On Wed, Oct 27, 2010 at 01:53, Robin H. Johnson <robbat2@g.o> wrote:
> The other major problem with splitting the repo, is that the overhead
> that will be imposed by it. This got lost during the talks, but I've
> followed up with warthog9, and the size is going to hurt.
>
> In an attempt to explain that better, I've laid out below, the (inode)
> overhead costs per checkouts in each VCS, in a variant of O-notation.
> d = number of directories, f = number of files, r = number of
> repositories.
> CVS: O(3d)
> SVN: O(8d + 2f)
> Git: O(35r)
>
> All of which represent the bare minimum number of inodes are required.
>
> Our CVS tree tracks 21481 directories, and 118286 files.

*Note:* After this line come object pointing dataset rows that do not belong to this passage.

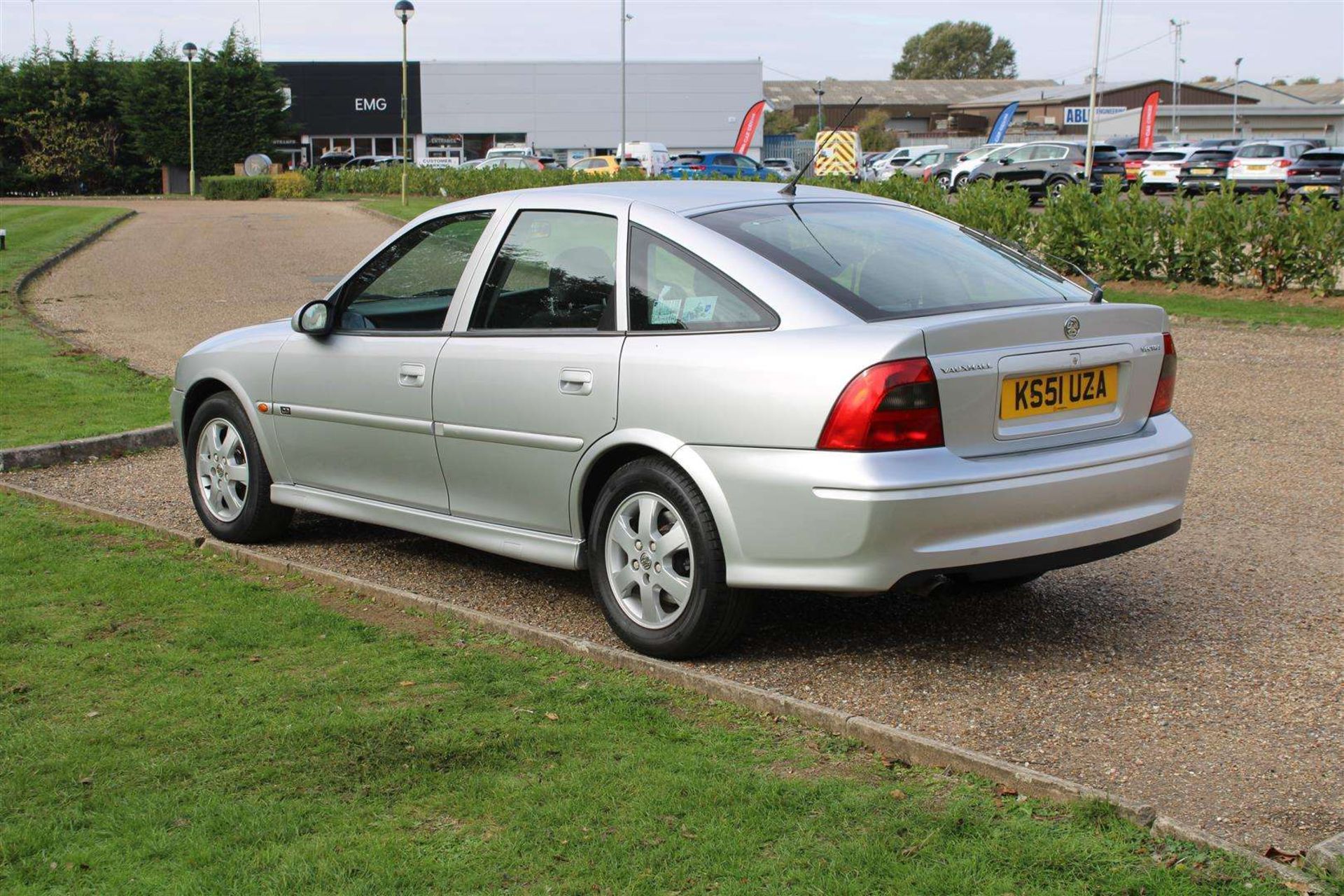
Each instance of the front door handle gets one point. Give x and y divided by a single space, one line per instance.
410 375
575 382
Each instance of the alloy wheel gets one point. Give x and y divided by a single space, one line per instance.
222 469
650 562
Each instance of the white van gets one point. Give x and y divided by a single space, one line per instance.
654 158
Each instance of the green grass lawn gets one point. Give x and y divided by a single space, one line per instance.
48 390
171 722
1231 309
414 206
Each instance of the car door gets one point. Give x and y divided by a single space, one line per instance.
354 407
528 378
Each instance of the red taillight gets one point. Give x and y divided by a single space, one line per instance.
889 407
1166 381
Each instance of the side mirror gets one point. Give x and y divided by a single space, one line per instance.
312 318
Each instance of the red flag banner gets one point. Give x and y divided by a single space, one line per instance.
1147 120
746 133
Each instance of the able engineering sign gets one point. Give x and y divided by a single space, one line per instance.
1078 115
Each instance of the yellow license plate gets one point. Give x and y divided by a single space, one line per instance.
1060 391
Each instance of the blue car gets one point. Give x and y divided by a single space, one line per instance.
724 164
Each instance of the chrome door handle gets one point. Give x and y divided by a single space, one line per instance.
575 382
410 375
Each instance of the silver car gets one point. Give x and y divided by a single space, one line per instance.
698 391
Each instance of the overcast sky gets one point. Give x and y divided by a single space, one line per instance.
804 38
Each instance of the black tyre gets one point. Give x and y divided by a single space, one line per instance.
230 484
666 599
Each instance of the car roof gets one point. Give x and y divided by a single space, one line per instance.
696 195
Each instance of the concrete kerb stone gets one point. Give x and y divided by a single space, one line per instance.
1328 855
86 449
883 739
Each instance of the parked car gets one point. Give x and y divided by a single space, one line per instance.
1206 169
1046 168
726 164
934 167
960 412
1135 160
971 159
890 163
1262 166
1316 174
533 163
1161 168
606 166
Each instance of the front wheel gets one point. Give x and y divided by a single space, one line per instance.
230 484
656 564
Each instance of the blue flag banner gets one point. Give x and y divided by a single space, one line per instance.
996 133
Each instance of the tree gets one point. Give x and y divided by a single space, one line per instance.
958 50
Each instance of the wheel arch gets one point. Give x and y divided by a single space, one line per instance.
617 449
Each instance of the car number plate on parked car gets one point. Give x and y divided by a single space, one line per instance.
1060 391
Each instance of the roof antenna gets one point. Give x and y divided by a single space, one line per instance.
792 187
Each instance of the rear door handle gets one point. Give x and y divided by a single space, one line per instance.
575 382
410 375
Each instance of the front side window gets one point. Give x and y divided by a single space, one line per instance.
555 270
675 290
410 285
882 262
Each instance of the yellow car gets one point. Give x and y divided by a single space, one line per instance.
605 166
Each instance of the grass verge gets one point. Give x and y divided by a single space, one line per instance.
1234 311
50 391
174 722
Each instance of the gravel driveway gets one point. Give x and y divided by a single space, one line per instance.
1203 673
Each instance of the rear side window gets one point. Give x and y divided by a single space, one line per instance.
410 285
555 270
673 290
885 261
1261 150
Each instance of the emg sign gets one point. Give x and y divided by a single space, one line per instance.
1078 115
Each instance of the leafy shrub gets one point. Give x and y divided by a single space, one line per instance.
292 186
235 187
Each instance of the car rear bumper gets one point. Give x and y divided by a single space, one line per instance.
863 522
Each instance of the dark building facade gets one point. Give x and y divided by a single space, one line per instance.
353 106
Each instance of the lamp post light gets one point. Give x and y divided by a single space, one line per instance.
403 10
1237 86
190 51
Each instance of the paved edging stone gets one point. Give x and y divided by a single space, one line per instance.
888 741
94 447
1328 855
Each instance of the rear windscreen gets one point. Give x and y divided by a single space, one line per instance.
1261 150
885 261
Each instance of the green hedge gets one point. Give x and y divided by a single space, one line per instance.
1218 241
235 187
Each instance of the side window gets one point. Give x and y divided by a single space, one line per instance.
675 290
410 285
555 270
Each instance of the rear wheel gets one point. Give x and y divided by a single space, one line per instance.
657 566
230 484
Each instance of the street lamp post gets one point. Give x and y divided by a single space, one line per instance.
1237 86
403 10
190 51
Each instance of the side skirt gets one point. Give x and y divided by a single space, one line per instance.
522 545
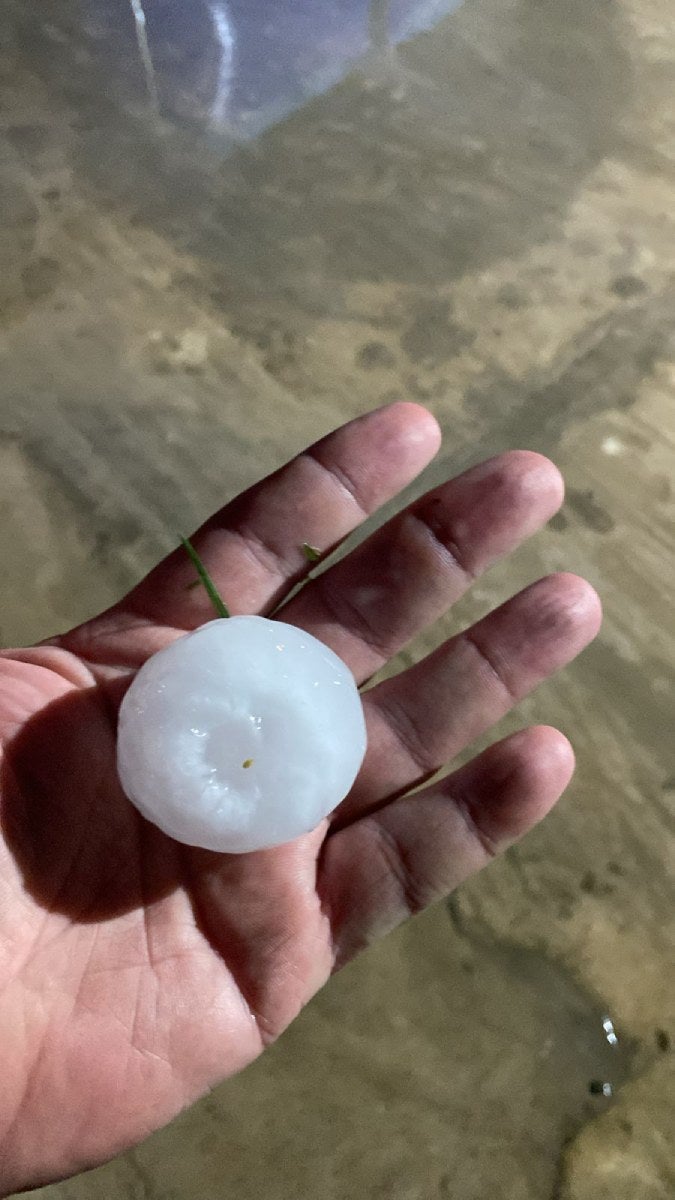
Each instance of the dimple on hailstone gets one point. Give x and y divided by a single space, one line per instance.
240 736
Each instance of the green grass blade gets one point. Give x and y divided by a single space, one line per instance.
204 577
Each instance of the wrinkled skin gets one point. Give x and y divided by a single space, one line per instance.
136 972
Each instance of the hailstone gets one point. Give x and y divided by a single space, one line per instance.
240 736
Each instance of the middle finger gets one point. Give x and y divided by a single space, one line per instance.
411 570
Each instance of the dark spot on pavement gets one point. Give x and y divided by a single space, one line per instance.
592 514
375 354
627 286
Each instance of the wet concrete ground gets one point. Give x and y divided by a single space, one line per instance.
481 220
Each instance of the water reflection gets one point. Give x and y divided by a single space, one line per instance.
237 66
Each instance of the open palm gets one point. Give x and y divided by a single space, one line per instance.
136 972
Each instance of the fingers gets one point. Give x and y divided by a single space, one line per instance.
424 717
254 547
393 863
408 573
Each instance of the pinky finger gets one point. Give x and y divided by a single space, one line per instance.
408 853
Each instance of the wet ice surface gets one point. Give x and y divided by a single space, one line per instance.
240 736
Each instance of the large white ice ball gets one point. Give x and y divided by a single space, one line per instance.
240 736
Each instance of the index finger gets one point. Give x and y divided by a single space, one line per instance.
252 547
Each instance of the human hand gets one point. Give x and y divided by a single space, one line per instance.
137 972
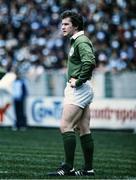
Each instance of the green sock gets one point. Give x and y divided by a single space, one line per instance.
69 141
88 148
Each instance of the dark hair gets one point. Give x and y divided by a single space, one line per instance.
75 17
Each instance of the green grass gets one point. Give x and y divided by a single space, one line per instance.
33 153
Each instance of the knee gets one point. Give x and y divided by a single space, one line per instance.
84 129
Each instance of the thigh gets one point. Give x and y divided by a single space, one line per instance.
70 117
84 123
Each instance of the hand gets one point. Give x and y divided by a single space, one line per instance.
72 82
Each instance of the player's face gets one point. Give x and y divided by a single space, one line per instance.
67 27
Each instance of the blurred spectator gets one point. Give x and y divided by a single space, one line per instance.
29 32
19 98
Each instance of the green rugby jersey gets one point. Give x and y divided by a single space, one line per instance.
81 58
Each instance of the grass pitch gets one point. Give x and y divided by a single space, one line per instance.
33 153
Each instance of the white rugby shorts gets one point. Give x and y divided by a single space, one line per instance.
80 96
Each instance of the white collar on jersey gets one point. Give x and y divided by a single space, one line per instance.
77 34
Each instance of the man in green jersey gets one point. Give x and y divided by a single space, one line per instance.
78 96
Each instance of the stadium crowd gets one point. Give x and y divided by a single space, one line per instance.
30 33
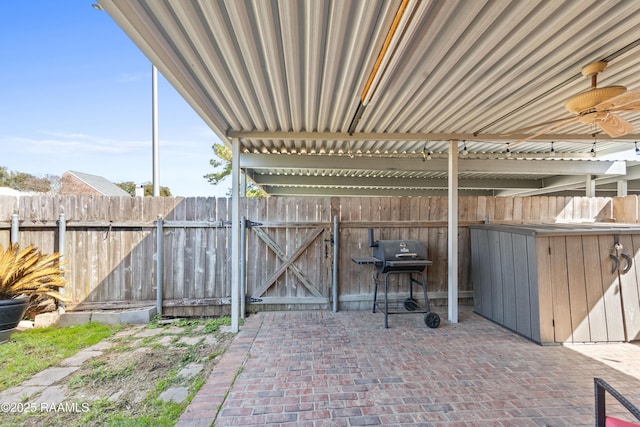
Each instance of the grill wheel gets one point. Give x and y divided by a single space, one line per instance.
411 304
432 320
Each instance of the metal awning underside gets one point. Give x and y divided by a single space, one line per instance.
289 79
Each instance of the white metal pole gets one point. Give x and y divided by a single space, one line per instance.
154 130
453 232
235 235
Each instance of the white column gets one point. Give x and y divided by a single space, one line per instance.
590 186
622 187
235 235
154 131
452 233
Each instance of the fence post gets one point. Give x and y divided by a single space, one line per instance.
62 231
159 252
14 229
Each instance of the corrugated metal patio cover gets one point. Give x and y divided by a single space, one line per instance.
381 84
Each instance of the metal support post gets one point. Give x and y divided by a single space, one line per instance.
159 267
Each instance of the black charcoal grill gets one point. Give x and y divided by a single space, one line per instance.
399 257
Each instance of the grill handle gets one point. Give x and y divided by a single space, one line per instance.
407 255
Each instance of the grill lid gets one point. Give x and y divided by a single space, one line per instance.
405 251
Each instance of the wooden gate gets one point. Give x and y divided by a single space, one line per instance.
289 266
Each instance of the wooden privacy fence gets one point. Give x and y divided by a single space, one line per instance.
111 244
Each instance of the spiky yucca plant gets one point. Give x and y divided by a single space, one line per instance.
29 272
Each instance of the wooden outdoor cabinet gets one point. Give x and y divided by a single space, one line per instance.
559 283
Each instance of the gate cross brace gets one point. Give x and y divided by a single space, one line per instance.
287 262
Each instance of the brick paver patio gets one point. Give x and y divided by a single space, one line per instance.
345 369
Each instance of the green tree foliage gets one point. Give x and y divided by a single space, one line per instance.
222 163
130 187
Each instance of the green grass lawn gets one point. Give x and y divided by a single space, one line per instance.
29 352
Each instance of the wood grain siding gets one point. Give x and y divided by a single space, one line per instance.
557 281
111 248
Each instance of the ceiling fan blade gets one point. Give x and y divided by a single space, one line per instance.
555 124
614 125
622 102
537 125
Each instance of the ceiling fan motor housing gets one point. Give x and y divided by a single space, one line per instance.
585 101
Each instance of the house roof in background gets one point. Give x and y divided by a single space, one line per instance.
99 183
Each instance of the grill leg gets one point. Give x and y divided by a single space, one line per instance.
423 283
386 303
375 291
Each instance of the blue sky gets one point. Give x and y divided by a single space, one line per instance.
75 94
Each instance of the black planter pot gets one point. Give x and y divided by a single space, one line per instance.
11 312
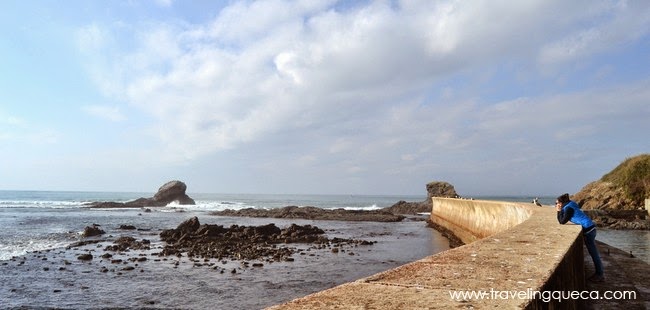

> 14302 of those directories are packages.
>
> For the 3 models of Git:
> 1 giant repo: 1 repo only.
> repo-per-package: 14302 repos
> repo-per-category: 154 repos.
Does repo work with a tracker repo that keeps the state of all the
child repos, so you still get consistent state? I don't have much
experience with git, but I'm a hg developer, so I know a thing or two
about VCS.
The interesting part is where the tools are such that devs can just
not get all the packages/categories they don't work on. If that's
impossible, then I think just going with a single repo is probably
best. From what I know about how git works, I'd also say that git will
deal with a large tree alright (which would be a larger problem in hg,
I think).
Cheers,
Dirkjan
|